As if any were needed, heavy hints that Christmas is on the way are everywhere. Need any lights, perhaps? I know a place where you can get them by the yard. I expect you do, too. No-one need go short of lights this winter, although the actual energy cost of dressing up your house like a fairground attraction may give many pause for thought this year. It's quite hard, now, to remember the austere days when a few paper chains, some strategically-placed Christmas cards, and a string of lights on a tree in a bucket were what counted as "decorating" the house for Christmas. That is, the inside of the house; nobody used to decorate the outside of the house. Leaving the living-room curtains open at night to show off the lights on your tree was about as extroverted as it got. Christmas was a private, domestic festival, not an opportunity for a public display of flashing, multi-coloured, competitive vulgarity.
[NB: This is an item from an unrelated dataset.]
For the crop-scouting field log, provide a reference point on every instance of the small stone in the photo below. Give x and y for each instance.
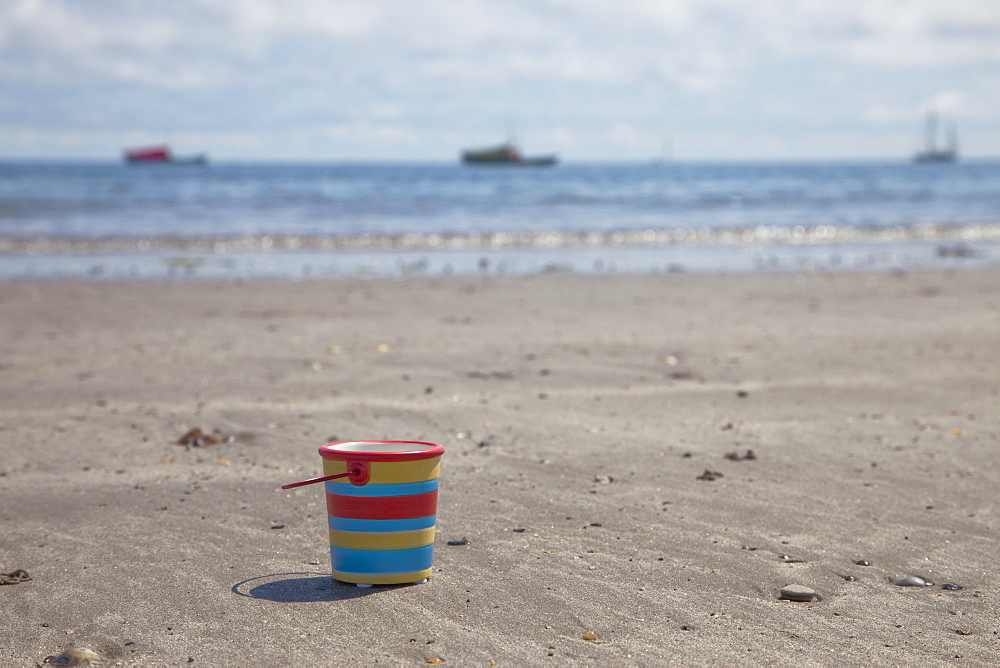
(78, 656)
(798, 593)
Things have changed, of course. Christmas has pretty much thrown off most of its association with the Nativity, and is now the midwinter explosion of conspicuous consumption that had always been trying to erupt from beneath and overwhelm the more pious festivities. Understandably, there is a hunger for life, light, and colour in these northern latitudes as the weather worsens, sunshine steadily becomes a scarce commodity, and the drab tints of seasonal death and decay start to predominate. So I suppose you could regard those light-decked houses with their gardens full of illuminated gadgets as a public service to passers-by and stimulation-starved neighbours. TBH it's hard to see what actual benefit they bring to the occupants lurking inside who are paying for it all.
Personally, I've always enjoyed the shortening days: walking home from school at 4:00 pm in the dark had more drama than the exact same walk in the summer months, boosted by the thrills of Bonfire Night just past (Hallowe'en? Nah, not back then...) and with the excitements of the Christmas break lying ahead. Later, there was also the promise of assorted teenage kicks under cover of darkness to anticipate. But I waxed lyrical about all this in the 2012 post Whatever Happened to Donkey Jackets?, and won't repeat my seasonal and sartorial nostalgias yet again.